Sherpa.ai ha acumulado señales en los dos primeros niveles. La ronda actual debería acelerar el tercero. Para lograrlo, la compañía tendrá que explicar con mayor claridad qué compran exactamente sus clientes, cómo se despliega la plataforma, qué parte del negocio procede de producto frente a servicios, qué métricas prueban el retorno y en qué verticales tiene una ventaja más defendible.

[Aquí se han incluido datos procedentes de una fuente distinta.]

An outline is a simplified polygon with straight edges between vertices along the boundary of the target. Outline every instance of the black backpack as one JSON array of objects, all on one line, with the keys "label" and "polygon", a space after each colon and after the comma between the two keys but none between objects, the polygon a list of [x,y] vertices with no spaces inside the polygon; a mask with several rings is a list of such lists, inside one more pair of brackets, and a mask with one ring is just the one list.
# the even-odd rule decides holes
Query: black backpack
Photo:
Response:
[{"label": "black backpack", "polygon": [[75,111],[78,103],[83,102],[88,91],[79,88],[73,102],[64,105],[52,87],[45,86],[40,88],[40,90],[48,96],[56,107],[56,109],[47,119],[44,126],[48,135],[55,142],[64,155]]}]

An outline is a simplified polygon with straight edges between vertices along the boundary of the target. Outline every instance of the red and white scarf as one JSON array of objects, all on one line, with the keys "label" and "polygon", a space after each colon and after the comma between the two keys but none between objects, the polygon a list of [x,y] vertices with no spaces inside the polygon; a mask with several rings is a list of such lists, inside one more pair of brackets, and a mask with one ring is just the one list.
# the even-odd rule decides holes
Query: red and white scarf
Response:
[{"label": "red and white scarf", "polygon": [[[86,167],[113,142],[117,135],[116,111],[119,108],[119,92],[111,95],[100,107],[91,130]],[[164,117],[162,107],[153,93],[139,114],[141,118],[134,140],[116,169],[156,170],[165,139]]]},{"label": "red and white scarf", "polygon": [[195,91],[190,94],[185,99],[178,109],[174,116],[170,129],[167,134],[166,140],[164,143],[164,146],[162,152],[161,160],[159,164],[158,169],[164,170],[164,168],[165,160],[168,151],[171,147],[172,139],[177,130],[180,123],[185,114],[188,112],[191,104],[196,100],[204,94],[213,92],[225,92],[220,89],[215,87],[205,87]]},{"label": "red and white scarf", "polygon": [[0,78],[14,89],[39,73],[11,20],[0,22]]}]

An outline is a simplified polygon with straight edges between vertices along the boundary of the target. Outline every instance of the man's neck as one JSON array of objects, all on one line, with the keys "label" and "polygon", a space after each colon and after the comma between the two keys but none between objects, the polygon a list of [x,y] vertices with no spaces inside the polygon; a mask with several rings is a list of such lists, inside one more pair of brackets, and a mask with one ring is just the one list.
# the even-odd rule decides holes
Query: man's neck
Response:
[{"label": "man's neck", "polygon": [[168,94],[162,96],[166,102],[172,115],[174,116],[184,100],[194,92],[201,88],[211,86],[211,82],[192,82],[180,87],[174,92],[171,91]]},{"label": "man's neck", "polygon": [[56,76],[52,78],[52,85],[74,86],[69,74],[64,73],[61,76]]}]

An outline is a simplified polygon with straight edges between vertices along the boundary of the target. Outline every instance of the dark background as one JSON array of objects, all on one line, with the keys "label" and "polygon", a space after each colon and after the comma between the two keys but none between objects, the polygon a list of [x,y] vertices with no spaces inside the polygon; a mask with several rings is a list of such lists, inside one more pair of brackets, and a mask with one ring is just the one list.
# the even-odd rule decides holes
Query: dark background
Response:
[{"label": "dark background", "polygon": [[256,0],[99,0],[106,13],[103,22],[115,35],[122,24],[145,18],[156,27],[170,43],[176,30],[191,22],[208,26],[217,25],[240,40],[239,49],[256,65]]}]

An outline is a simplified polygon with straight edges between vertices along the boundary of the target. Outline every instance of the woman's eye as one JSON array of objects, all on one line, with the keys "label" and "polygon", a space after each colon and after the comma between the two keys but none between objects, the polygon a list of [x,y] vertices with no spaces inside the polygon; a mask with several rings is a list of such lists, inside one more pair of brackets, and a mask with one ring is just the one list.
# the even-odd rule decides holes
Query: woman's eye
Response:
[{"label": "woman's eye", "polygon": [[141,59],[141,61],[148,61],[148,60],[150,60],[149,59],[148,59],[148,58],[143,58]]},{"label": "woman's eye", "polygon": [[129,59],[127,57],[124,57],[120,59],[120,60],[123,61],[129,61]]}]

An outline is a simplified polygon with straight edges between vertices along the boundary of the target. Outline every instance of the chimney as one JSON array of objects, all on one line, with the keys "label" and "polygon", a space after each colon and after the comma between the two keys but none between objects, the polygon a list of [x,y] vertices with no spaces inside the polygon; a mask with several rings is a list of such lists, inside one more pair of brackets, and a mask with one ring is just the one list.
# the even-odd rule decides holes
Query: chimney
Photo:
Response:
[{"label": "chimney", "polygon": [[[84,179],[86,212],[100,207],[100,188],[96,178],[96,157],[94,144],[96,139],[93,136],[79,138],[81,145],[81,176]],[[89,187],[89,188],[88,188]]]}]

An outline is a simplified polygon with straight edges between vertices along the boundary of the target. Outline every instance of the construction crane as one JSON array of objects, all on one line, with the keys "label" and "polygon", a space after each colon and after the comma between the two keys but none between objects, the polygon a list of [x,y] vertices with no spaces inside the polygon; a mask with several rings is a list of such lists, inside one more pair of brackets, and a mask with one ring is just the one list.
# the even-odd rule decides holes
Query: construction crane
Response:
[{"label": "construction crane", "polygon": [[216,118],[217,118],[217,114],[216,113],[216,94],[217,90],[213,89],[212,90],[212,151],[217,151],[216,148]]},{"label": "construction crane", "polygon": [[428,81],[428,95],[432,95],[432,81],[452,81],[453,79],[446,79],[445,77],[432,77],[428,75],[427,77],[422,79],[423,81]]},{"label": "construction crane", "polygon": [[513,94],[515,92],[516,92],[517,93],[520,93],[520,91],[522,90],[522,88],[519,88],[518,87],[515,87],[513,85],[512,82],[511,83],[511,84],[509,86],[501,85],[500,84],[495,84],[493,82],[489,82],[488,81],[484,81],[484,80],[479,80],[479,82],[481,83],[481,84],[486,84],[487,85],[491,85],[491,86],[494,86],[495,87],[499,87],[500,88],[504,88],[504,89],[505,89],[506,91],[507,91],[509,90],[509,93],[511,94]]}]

La soberanía del dato aporta un marco oportuno, pero puede volverse demasiado amplia si no se traduce en casos de uso concretos. La inteligencia artificial empresarial se está alejando de los anuncios genéricos y entra en una fase de presupuestos, integración, cumplimiento y resultados. En ese terreno, Sherpa.ai no será evaluada solo por su capacidad de investigar, atraer inversores o ganar visibilidad internacional. La medida más exigente será su capacidad para convertir datos que no pueden moverse en modelos que sí generen valor recurrente.

La trayectoria de la compañía permite descartar una lectura puramente errática. Hubo un pivote importante, desde el asistente predictivo hacia la IA privada y federada, y desde entonces la base tecnológica mantiene continuidad. La tensión real está en otra parte. Sherpa.ai ha encontrado un problema relevante, bien alineado con Europa y con sectores regulados. Ahora necesita demostrar que puede convertirlo en una plataforma empresarial con adopción sostenida, no solo en una sucesión de hitos técnicos, institucionales y financieros.